Non è forse un caso se nell’ultimo report del World Economic Forum sul futuro del lavoro, dedicato alla rivoluzione del reskilling, la memoria viene citata al primo posto tra le mental skills la cui domanda sul mercato sarà in declino nei prossimi anni. A breve non ci sarà più bisogno di ricordare, perché saranno le memorie delegate, online e offline, a farlo per noi: non quelle dei robot, che pure non si faranno attendere, ma quelle che già oggi ci circondano, e incamerano costantemente brani delle nostre vite da archiviare. Saranno forse loro stesse a sostenerci, ad accompagnarci, a guidarci passo dopo passo senza più necessità di occupare indebitamente la nostra mente con idee, oggetti, procedure e sequenze della cui custodia e attivazione possiamo serenamente incaricare una macchina.
Quando però invece i brani delle vite individuali è coinvolta l’intera vicenda umana, il problema da cognitivo diventa culturale: non si tratta più dell’identità di un singolo, ma della nostra storia, intesa come il racconto del nostro cammino in ogni campo. Il sapere (anche quello scientifico) è appunto la nostra relazione con questa storia: conoscerla, studiarla, ricordarla significa essere uomini. O meglio, significava. La disponibilità ubiqua e costante delle fonti online (a partire da Wikipedia, sempre più vista dalla prospettiva dei fruitori invece che da quella dei creatori) sta cambiando, ha cambiato anche la forma del conoscere, nel quale – di nuovo – il ruolo della memorabilità appare sempre più secondario.
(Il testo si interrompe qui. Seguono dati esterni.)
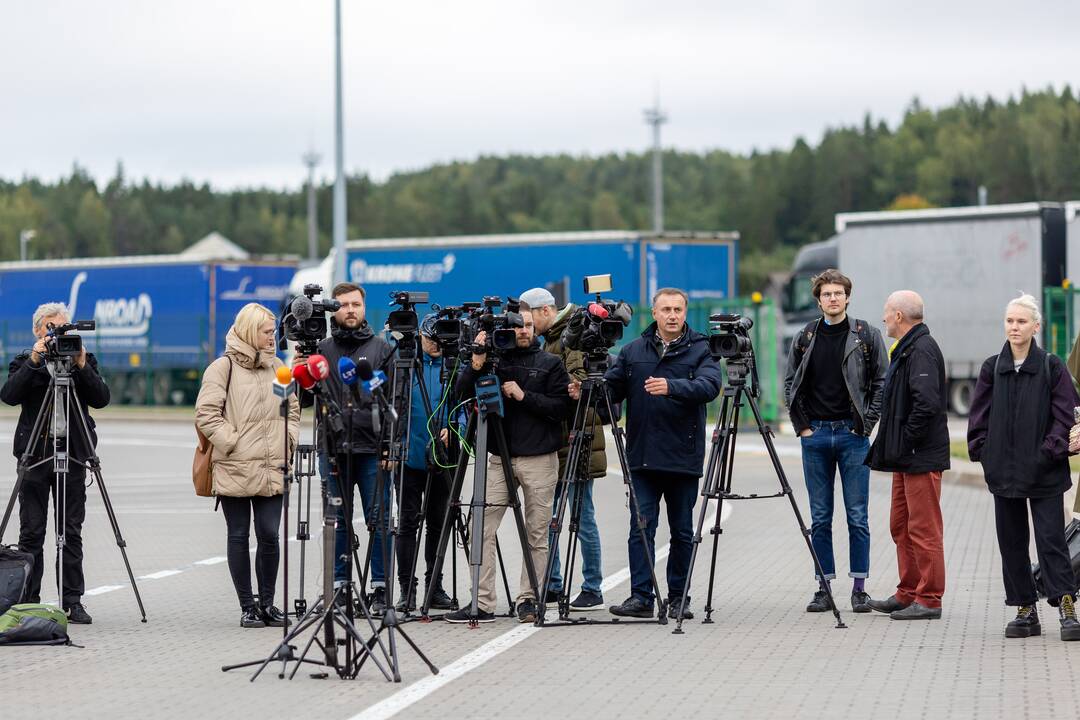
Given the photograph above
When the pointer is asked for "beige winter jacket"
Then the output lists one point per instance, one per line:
(248, 444)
L’irruzione di una tecnologia potente come la scrittura, ci ha spiegato Walter Ong, ha determinato una vera e propria rivoluzione nella cultura dell’oralità. Sta accadendo, accadrà lo stesso con la nuova forma di conoscenza alla quale assegneremo il nome di sapere, anch’essa indistricabilmente legata a una nuova tecnologia, con un impatto altrettanto significativo sulla facoltà di ricordare. L’espressione “a memoria d’uomo” potrebbe allora diventare inesorabilmente obsoleta. Rimane la domanda se quello che chiameremo sapere sarà ancora, almeno in parte, un sapere umano.